Unnamed: 0,label,pixel1,pixel2,pixel3,pixel4,pixel5,pixel6,pixel7,pixel8,pixel9,...,pixel775,pixel776,pixel777,pixel778,pixel779,pixel780,pixel781,pixel782,pixel783,pixel784
0,9,0,0,0,0,0,0,0,0,0,...,0,7,0,50,205,196,213,165,0,0
1,7,0,0,0,0,0,0,0,0,0,...,0,0,0,0,0,0,0,0,0,0
2,0,0,0,0,0,0,1,0,0,0,...,142,142,142,21,0,3,0,0,0,0
3,8,0,0,0,0,0,0,0,0,0,...,0,0,0,0,0,0,0,0,0,0
4,8,0,0,0,0,0,0,0,0,0,...,213,203,174,151,188,10,0,0,0,0


In [169]:
#train test split data
x = df.iloc[:,1:].values #pixel values starting from col 1
y = df.iloc[:,0].values # y is the label


In [170]:
x_train , x_test, y_train, y_test = train_test_split(x,y, test_size=0.2, random_state=42)

In [171]:
#scaling the features ; vals 0 to 1
x_train = x_train / 255.0
x_test = x_test / 255.0

In [172]:
#create customdataset class
class CustomDataset(Dataset):

    def __init__(self, features, labels):
        #convert to pytroch tensors
        self.features = torch.tensor(features, dtype=torch.float32)
        self.labels = torch.tensor(labels, dtype=torch.long)

    def __len__(self):
        return len(self.features)

    def __getitem__(self, index):
        return self.features[index], self.labels[index]


In [173]:
# create train dataset object
train_dataset = CustomDataset(x_train,y_train)
#create test dataset object
test_dataset = CustomDataset(x_test,y_test)

In [174]:
#define NN class

class myNN(nn.Module):
    def __init__(self, input_dim, output_dim, num_hidden_layers, neurons_per_layer,dropout_rate):
        super().__init__()

        layers=[]

        for i in range(num_hidden_layers):
            layers.append(nn.Linear(input_dim,neurons_per_layer))
            layers.append(nn.BatchNorm1d(neurons_per_layer))
            layers.append(nn.ReLU())
            layers.append(nn.Dropout(dropout_rate))
            input_dim = neurons_per_layer
        
        layers.append(nn.Linear(neurons_per_layer,output_dim)) #this is the output layer

        self.model = nn.Sequential(*layers) #* unwraps the layers list
    
    def forward(self,x):
        return self.model(x)


In [175]:
# #set learning rate & epochs
# epochs = 100
# learning_rate = 0.1


In [182]:

# Objective function: USING OP

def objective(trial):
    #next hyperparamter values from the search space using optima
    num_hidden_layers = trial.suggest_int("num_hidden_layers", 1,5)
    neurons_per_layer = trial.suggest_int('neurons_per_layer',8,128, step=8)
    epochs = trial.suggest_int('epochs', 10,50,step=10)
    learning_rate = trial.suggest_float('learning_rate', 1e-5,1e-1,log=True)
    dropout_rate = trial.suggest_float("dropout_rate", 0.1, 0.5, step=0.1)
    batch_size = trial.suggest_categorical('batch_size',[16,32,64,128])
    optimizer_name = trial.suggest_categorical('optimizer', ['Adam', 'SGD', 'RMSprop'])
    weight_decay = trial.suggest_float('weight_decay',1e-5,1e-3,log=True)

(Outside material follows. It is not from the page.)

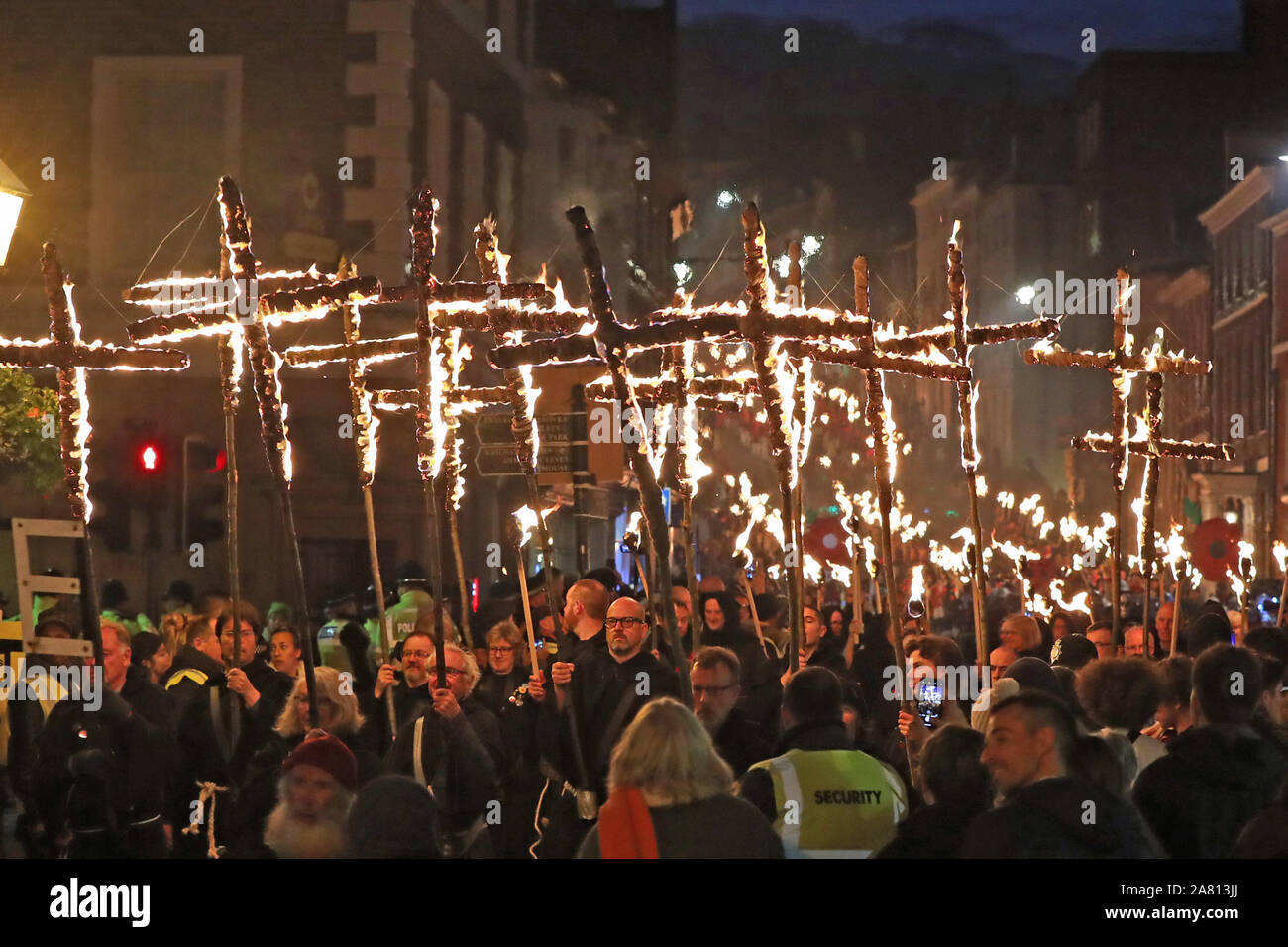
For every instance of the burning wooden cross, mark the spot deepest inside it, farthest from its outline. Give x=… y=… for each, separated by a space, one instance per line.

# {'num_hidden_layers': 2,
#  'neurons_per_layer': 112,
#  'epochs': 30,
#  'learning_rate': 0.0010005061612763301,
#  'dropout_rate': 0.4,
#  'batch_size': 32,
#  'optimizer': 'Adam',
#  'weight_decay': 0.00019590116325074537}



    train_loader = DataLoader(train_dataset, batch_size=batch_size , shuffle=True, pin_memory=True) #pin memory batches memory together and makes it run faster?
    test_loader = DataLoader(test_dataset, batch_size=batch_size, shuffle=False, pin_memory=True)

    #model init
    input_dim = 784 # 28x28 pic flattenned
    output_dim = 10 #10 classes

    model = myNN(input_dim, output_dim , num_hidden_layers, neurons_per_layer, dropout_rate)
    model.to(device)

    #optimizer selection
    criterion = nn.CrossEntropyLoss()
    optimizer = optim.SGD(model.parameters(), lr = 0.1 , weight_decay=1e-4)

    if optimizer_name == 'Adam':
        optimizer = optim.Adam(model.parameters(), lr=learning_rate, weight_decay=weight_decay)
    elif optimizer_name == 'SGD':
       optimizer = optim.SGD(model.parameters(), lr=learning_rate, weight_decay=weight_decay)
    else:
        optimizer =optim.RMSprop(model.parameters(), lr=learning_rate, weight_decay=weight_decay)
    
    #training loop
    for epoch in range(epochs):
        for batch_features, batch_labels in train_loader:
            #move data to gpu
            batch_features, batch_labels = batch_features.to(device) , batch_labels.to(device)

            #forward pass
            outputs = model(batch_features)
 
            # calculate loss
            loss = criterion(outputs , batch_labels)

            #back pass
            optimizer.zero_grad()
            loss.backward()

            #update grads
            optimizer.step()



    #eval mode
    # model.eval() 
    # total = 0
    # correct = 0

    # with torch.no_grad():

    #     for batch_features, batch_labels in test_loader:
    #   # move data to gpu
    #         batch_features, batch_labels = batch_features.to(device), batch_labels.to(device)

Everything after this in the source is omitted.